Cristina est recalée à son examen de passage à l’université pour avoir vanté dans sa copie les mérites du théâtre roumain, « par exemple un Dimitrie Cantemir dont elle a fait un dramaturge universel », développant longuement sa supériorité, et déclaré que « l’économie politique socialiste ne peut pas s’apprendre ». Devenue employée, elle assume un travail fastidieux et inintéressant dans un « poste d’ouvrier non qualifié ». La jeune provinciale, sur « un ordre de mission », monte à Bucarest. Bousculée par les citadins pressés et roublards, effarée du chaos, « toute mouillée, fatiguée, grelottante », elle prend le métro pour la première fois avec l’impression de rentrer dans « une catacombe ». « Les excréments », les déchets, la solitude, les longues marches dans cette capitale inconnue, la boue des chemins, le vol de ses pauvres affaires au cinéma, n’entament pourtant pas son moral et sa vivacité d’esprit. Le tableau que dresse Alina Nelega de la Roumanie n’est pas absolument volontaire, sans doute repris subconsciemment, fiction hantée, adossée à un passé personnel, réinjectée dans cette personne amoureuse de la beauté des femmes, qui fantasme sur « des bas de soie », « les effluves laissés par la femme jeune et blonde qui vient de garer sa voiture capitonnée près du trottoir », se représentant « prendre son petit-déjeuner dans de la vaisselle fine en porcelaine, des croissants et du thé au lait, du jus d’orange pressé et de la pâte à tartiner ».

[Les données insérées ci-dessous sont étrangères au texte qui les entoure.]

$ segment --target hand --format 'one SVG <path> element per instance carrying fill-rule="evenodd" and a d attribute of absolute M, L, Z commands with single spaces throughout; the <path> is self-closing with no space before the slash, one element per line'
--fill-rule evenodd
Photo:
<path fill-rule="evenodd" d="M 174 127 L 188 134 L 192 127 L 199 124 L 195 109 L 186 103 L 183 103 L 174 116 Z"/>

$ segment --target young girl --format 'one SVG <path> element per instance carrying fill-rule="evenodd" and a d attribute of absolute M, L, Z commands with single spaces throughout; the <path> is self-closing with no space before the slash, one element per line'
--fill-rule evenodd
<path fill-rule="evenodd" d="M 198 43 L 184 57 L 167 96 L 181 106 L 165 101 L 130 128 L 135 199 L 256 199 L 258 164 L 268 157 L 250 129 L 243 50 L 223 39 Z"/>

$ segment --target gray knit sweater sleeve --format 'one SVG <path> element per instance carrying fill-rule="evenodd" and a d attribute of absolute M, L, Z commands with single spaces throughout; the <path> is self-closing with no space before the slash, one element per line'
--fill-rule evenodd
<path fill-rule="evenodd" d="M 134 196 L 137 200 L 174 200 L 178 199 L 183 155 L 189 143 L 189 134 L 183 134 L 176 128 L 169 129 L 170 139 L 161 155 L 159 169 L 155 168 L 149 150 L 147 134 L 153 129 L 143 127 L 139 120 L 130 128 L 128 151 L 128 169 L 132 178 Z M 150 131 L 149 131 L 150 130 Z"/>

Les chiffres occupent une place majeure, les statistiques, la comptabilité, et une erreur malencontreuse de zéro, une virgule mal placée, entraînent la mort d’ouvriers, l’effondrement d’un chantier, la perte de matériaux coûteux. L’usage de certains mots s’avère dangereux sous la férule du « conducatorbienaimé » et de « sa camaradedevie ». Il vaut mieux louer les mérites des « braves Roumains, intelligents, généreux et beaux ». « Quand on est une femme (…) on doit seulement se laisser séduire, faire l’amour, éventuellement donner sa vie telle une brebis portée à l’abattoir ». Les rapports de force et de sexe sont récurrents, surtout au moment de fêtes arrosées, comme lorsqu’une jeune fille « dormait ivre, dans la baignoire (…) baisée vite fait » !
La pauvre Cristina kitiykittykitty, l’héroïne, rationne sur tout, le papier, l’encre, la nourriture, dans un pays où, « pour la Fête nationale, (…) on peut acheter du pain d’épice et des mici faits avec une viande douteuse et qui sentent fort l’ammoniaque, mais bon, on peut dire que la classe ouvrière mange bien ce jour-là, deux mici par personne (…) des petits pains poussiéreux (…) et de la bière (…) qui ne mousse pas ». Les citoyens roumains sont éprouvés par des conditions de vie âpres, « le rationnement général », dénoncés sans preuves par leurs collègues de travail, licenciés, mis au rancart, et redoutant les intrusions de la milice. Cristina nous livre ce qu’elle subit au quotidien, ses souffrances, sa rage contenue, le spectacle du train « au sol couvert de crasse gluante puant l’urine du couloir bondé de gens sales et affamés sans horizon et qui ne lisent ni Henri James ni Aldous Huxley », des queues de plusieurs heures dans les bousculades pour acheter cher le moindre produit, même périmé, la corruption.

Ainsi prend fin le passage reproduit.